So many firsts,
so many what ifs,
so many whys,
so many crushed dreams,
The list could go on and on. But then I would completely drive myself crazy. I try each day to live with peace and hapiness for the blessings I have been given. And as hard as it is to understand sometimes even the greatest tragedies turn out to be the greatest blessings. I am only human at the end of the day though, and some days I fall. Last night was one of those days or moments.

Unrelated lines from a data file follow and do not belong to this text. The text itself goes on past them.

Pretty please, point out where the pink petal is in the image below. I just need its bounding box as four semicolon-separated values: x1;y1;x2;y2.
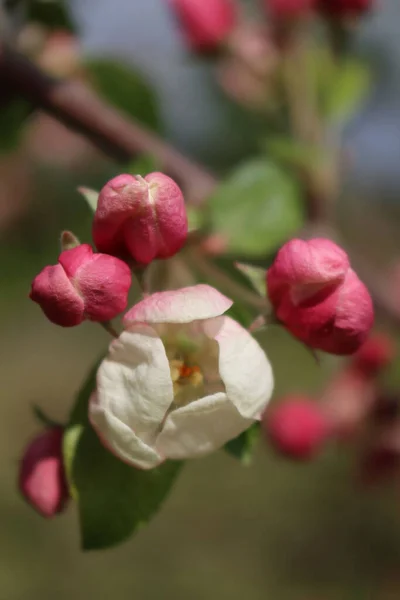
30;265;84;327
124;284;233;327
203;317;274;419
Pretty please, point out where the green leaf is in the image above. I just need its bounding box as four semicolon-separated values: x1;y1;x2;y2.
225;423;260;466
64;364;182;550
27;0;73;30
265;136;322;168
78;187;99;213
127;154;161;177
235;263;267;297
209;159;303;257
324;58;371;120
86;59;160;130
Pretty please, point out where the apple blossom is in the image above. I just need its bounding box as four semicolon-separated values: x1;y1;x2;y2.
267;238;374;355
169;0;237;52
89;285;273;469
92;173;188;265
19;427;69;517
262;396;330;460
30;244;132;327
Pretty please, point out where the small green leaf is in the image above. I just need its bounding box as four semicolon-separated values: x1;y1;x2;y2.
235;263;267;297
324;58;371;120
64;358;182;550
127;154;161;177
78;187;99;213
27;0;73;30
265;136;322;168
209;159;303;257
86;59;160;131
225;423;260;466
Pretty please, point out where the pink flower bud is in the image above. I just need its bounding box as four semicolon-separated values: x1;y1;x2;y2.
262;396;330;460
30;244;132;327
264;0;315;20
317;0;374;19
267;238;374;354
93;173;188;265
353;333;396;377
19;427;69;517
170;0;237;52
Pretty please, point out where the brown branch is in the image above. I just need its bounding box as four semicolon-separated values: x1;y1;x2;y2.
0;43;216;203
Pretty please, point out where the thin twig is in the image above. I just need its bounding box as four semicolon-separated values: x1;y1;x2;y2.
186;248;266;311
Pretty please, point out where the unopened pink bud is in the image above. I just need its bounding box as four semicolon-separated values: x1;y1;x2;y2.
169;0;237;52
19;427;69;517
262;396;330;460
30;244;132;327
267;238;374;355
93;173;188;265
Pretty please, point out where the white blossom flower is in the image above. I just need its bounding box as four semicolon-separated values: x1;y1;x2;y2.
89;285;273;469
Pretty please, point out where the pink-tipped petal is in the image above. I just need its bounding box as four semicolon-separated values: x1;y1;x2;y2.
124;284;233;327
203;317;274;419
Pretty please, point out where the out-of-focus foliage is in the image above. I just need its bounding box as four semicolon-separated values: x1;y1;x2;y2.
27;0;73;31
209;158;303;257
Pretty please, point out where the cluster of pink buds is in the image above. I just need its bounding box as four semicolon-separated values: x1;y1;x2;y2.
168;0;373;54
26;164;380;516
30;173;188;327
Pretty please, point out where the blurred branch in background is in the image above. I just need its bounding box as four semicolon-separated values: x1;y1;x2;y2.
0;44;216;203
0;29;400;332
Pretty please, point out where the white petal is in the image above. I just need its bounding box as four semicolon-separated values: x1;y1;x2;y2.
97;324;173;444
203;317;274;419
89;394;164;469
156;392;254;459
124;284;233;327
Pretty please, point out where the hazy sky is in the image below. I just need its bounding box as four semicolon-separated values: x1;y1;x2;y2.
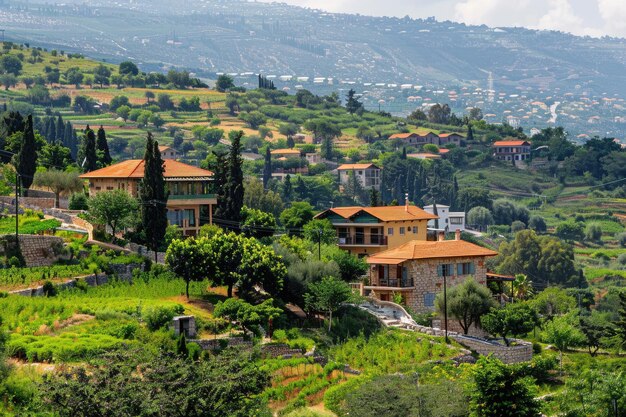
262;0;626;37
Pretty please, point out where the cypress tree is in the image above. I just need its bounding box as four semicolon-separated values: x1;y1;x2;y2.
83;126;98;172
15;116;37;195
263;146;272;189
139;133;168;262
45;117;57;143
467;124;474;142
54;115;65;142
97;126;113;166
210;152;228;218
222;131;244;226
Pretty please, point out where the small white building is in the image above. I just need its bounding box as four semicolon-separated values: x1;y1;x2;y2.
424;204;465;232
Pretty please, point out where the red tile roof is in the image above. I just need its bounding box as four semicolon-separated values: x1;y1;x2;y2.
80;159;213;178
367;240;498;265
493;140;530;146
337;164;378;171
315;206;439;222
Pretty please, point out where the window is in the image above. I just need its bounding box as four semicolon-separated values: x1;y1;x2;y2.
456;262;476;275
424;292;435;307
185;209;196;226
437;264;454;277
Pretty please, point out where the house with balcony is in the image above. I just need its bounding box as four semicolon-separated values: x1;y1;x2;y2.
424;204;465;232
80;159;217;236
337;164;382;191
493;140;530;161
159;145;179;159
315;204;436;256
361;231;497;313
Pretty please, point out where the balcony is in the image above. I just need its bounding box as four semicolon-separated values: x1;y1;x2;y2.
338;235;387;246
168;194;216;200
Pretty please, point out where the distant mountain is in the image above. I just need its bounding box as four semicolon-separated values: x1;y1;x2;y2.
0;0;626;133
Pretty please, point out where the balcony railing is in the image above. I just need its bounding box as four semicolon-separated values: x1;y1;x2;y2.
338;235;387;246
372;278;413;288
169;194;215;200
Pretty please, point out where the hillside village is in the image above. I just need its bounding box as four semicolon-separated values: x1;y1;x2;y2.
0;42;626;417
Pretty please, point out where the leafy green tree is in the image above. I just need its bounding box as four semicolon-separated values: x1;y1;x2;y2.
528;216;548;233
467;206;493;230
305;277;354;332
215;131;244;223
280;201;313;235
34;169;85;208
93;64;111;88
87;190;138;241
165;237;215;299
215;74;235;93
481;303;538;346
241;206;276;239
65;67;85;89
530;287;576;319
38;349;271;417
139;133;169;262
346;89;363;114
435;278;495;334
15;115;37;193
0;74;17;91
0;54;22;77
339;375;468;417
541;315;585;370
96;126;113;166
115;105;130;121
470;357;541;417
118;61;139;75
213;298;283;334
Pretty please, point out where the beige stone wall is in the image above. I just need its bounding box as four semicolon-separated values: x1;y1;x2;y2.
406;257;487;313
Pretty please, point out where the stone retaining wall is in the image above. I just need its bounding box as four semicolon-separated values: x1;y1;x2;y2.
9;264;144;297
454;336;533;364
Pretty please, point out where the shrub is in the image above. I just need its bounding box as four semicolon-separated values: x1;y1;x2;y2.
585;223;602;242
143;304;185;331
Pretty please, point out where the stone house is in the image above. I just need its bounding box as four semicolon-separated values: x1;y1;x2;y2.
315;202;436;256
493;140;530;161
362;231;497;313
337;164;382;190
80;159;217;236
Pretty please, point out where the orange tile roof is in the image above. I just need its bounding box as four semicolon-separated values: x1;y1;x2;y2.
270;149;300;155
316;206;439;222
493;140;530;146
389;133;417;139
80;159;213;178
367;240;498;265
337;164;378;171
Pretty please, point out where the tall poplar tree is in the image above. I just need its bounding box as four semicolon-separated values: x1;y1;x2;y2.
263;146;272;190
140;133;169;262
15;115;37;195
54;114;65;143
96;126;113;166
81;125;98;172
222;131;244;226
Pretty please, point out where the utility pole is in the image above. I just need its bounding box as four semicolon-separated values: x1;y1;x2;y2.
441;264;450;343
15;172;21;248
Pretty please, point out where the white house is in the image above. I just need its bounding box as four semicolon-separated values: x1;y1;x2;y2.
424;204;465;232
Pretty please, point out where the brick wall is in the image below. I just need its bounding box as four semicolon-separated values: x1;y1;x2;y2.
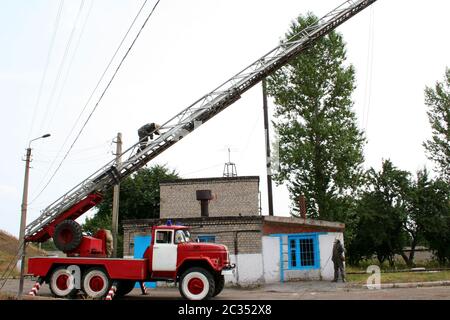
263;222;343;235
123;216;263;256
160;177;259;218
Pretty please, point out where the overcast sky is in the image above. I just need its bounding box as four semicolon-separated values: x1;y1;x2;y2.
0;0;450;235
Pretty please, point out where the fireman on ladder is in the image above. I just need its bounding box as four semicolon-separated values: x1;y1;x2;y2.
138;122;161;151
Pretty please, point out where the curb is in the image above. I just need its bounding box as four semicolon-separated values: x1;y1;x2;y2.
362;280;450;290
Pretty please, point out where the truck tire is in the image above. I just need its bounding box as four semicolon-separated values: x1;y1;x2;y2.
179;267;215;300
212;275;225;297
116;280;136;297
53;220;83;252
81;267;111;299
49;267;77;298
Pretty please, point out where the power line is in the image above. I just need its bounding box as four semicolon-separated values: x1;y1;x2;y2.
30;0;147;203
362;7;375;134
31;0;160;202
27;0;64;141
41;0;85;129
44;0;94;132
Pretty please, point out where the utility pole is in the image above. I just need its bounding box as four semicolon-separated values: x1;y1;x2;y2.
18;147;31;299
17;133;50;299
112;132;122;258
262;79;273;216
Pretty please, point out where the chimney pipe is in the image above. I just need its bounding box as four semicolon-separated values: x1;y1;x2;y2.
298;195;306;219
195;190;213;217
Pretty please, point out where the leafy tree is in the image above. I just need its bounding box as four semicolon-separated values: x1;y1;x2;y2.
83;165;179;253
423;68;450;181
267;13;365;220
348;160;410;265
416;176;450;265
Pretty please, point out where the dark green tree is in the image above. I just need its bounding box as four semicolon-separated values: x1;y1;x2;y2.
267;13;365;220
348;160;410;265
423;68;450;181
415;176;450;265
83;165;179;253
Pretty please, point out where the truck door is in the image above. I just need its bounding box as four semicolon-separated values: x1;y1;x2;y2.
152;230;178;271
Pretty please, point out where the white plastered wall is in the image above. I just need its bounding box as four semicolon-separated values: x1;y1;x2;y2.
262;236;280;283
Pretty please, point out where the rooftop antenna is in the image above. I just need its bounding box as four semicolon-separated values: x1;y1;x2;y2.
223;148;237;178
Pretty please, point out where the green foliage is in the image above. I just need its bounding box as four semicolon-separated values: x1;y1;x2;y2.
349;160;409;263
83;165;179;255
267;14;365;220
346;160;450;267
415;176;450;264
423;68;450;181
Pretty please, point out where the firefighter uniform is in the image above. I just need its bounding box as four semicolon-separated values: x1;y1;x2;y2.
331;240;345;282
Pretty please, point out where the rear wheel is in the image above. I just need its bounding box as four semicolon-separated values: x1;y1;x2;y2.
81;268;111;299
50;267;76;298
179;268;215;300
116;280;136;297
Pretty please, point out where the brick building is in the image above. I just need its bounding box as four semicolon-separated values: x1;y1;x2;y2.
160;176;259;218
123;177;345;286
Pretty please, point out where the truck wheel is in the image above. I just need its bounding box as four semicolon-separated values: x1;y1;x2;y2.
179;268;215;300
213;275;225;297
53;220;83;252
50;267;76;298
81;268;111;299
116;280;136;297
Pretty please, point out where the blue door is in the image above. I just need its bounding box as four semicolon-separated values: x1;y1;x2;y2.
134;236;156;288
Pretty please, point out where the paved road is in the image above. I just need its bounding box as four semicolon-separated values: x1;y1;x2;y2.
2;280;450;300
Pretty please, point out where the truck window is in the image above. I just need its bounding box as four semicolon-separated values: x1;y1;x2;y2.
155;231;172;243
175;230;186;243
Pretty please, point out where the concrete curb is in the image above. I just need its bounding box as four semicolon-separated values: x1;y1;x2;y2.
362;280;450;289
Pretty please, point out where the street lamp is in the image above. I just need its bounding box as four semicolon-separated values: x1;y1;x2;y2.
18;133;50;299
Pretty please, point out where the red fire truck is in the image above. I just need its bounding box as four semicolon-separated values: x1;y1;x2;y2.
28;220;234;300
19;0;375;299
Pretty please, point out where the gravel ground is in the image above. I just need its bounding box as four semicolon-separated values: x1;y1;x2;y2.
1;279;450;300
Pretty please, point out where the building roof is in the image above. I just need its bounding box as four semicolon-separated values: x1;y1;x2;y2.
160;176;259;186
123;216;345;234
264;216;345;229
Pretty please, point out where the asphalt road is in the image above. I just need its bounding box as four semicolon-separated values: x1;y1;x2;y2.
2;280;450;300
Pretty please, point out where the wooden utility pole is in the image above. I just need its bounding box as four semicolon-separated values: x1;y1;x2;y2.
18;147;31;299
112;132;122;258
262;79;273;216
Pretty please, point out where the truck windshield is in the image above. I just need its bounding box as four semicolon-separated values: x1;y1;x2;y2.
175;230;192;243
183;230;192;242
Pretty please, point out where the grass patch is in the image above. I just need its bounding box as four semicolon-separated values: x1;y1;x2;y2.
0;230;46;277
347;271;450;284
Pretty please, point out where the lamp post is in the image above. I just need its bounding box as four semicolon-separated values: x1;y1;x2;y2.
18;133;50;299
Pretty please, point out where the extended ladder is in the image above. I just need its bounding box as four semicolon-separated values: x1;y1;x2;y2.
25;0;376;241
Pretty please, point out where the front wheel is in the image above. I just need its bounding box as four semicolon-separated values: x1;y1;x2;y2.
49;267;76;298
179;268;215;300
213;275;225;297
81;268;111;299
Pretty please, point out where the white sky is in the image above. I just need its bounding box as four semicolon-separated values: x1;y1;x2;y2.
0;0;450;234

I had honestly done well with the start of the school year approaching this year. Leighton & Jean Paul are still to young for grade school so no big planning needed to take place in our home. But last night as I was laying out the kids clothes for daycare it hit me. I lost it. This was what I call me falling. I fell from the happy place I try to exist these days and allowed myself to feel the pain of what has happened to my family and the pain of what was stolen from us too. And honestly no matter what anyone thinks it is ok to fall. We can not hold it together all the time, especially not grieving mothers. The tears started pouring as I became frozen. Unable to move physically because I was crying so hard my mind kept racing.
It's not fair.
I should be ironing that little boys uniform for his first day of Kindergarten tommorrow.
What would you look like?
I should be getting a cute sign ready for him to hold for that annual first day of school pic.
What would you be interested in?
Would you be a tad bit scared for tommorrow or ready to jump right in?
Who would you be hoping was in your class this year?
What would your teachers name be?
How would we handle two different drop off locations and pickups?
How did this happen?
Why do I have to go through this?
So last night I went to bed crushed with what could of and what should of been for us tomorrow. It was a very restless night for me, but this happens all the time for the many "firsts" we should be experiencing. Somehow I did sleep some but I was very worried with how I was going to hide my tears and heartache the next day.
Flash forward to today! 2017 Braxton's first day of Kindergarten in Heaven!!!
Being that I could not sleep well I was up early and with a new sense of peace mixed in with my sadness that is to be expected. My Mom always made a huge deal about the first day of school breakfast. It had to be wonderful because it was a very special day! So that's what I was going to do too! So by the time the Leighton & Jean Paul were waking up our house smelled like bacon and waffles (it was all we truly had in the breakfast department lol). But it didn't matter it was not our normal routine so to them it was fun and exciting! I told them what a special day today was in heaven for Bubba! Leighton had a ton of questions and Jean Paul just kept wanting more food! Leighton actually remembered us bringing him a balloon and chalkboard last year for his first day of Pre-K which made me beam with pride. She quickly started planning what kind of balloon he would get today. So off to daycare they went and off to work I went with a smile and a plan to get him a blue balloon like his sister requested for his special day!!!! On the way to work I recieved a few messages from friends and family who knew that today was one of those hard days for me. But what I read on my text messages were more than I could of ever asked for. They were two different ways to view today from how I was viewing it.
The messages read:
1) What a big day for a special little boy as he starts Kindergarten in Heaven. It fills my heart with so much joy knowing he is in the presence of Jesus the greatest teacher of all.
2) I bet someone else is having breakfast getting ready for their first day of the school year at Sts Peter & Paul too, maybe even 2 all because of your Braxton Scholarship Fund. I am sure Braxton knows who they are and is with them today.
I could not hold back the tears. But this time they were tears of true honor. I felt so proud of my Angel! What an amazing way to look at today. And Jesus is with the greatest teacher of all and that means so much to me knowing he is with him. Then I was so moved by the vision of the students we are able to help with our fundraiser in honor of Braxton. Those students are getting support in the best way ever, in our sons honor and recieving a great education. Without all the help we get from our family and friends we could not honor our sweet boy with our Scholarship Assistance Fundraiser at the very school we dreamed he would go too. Wow what amazing visions I had now!!!!
At lunch I ran to the store and found the perfect blue heart balloon that read.....You Are Special! After work I rushed to get my babies to visit Braxton and bring him his annual balloon for his first day of Kindergarten. While we were there Jean Paul brought him a flash card and Leighton decided she wanted to sing him a song. When she started singing The Wheels On The Bus my heart was beaming. I thought it was the perfect selection for the occasion. When our visit was over we loaded into the car and headed to "Old McDonalds" to top of our celebration. That is where I learned how Braxton's first day of school really went per Leighton!
His teachers name is: Mrs Kelly
For play time he: was on the swing the whole time
For lunch he had: corndog and coopalls (which as i learned today is big boy food)
On the way home Leighton asked me if he would still be going to Tricia's (daycare) to see her still?? Of course he will baby, he is with us wherever we are! I could not of asked for a better First Day of Kindergarten In Heaven celebration if I had planned it out myself!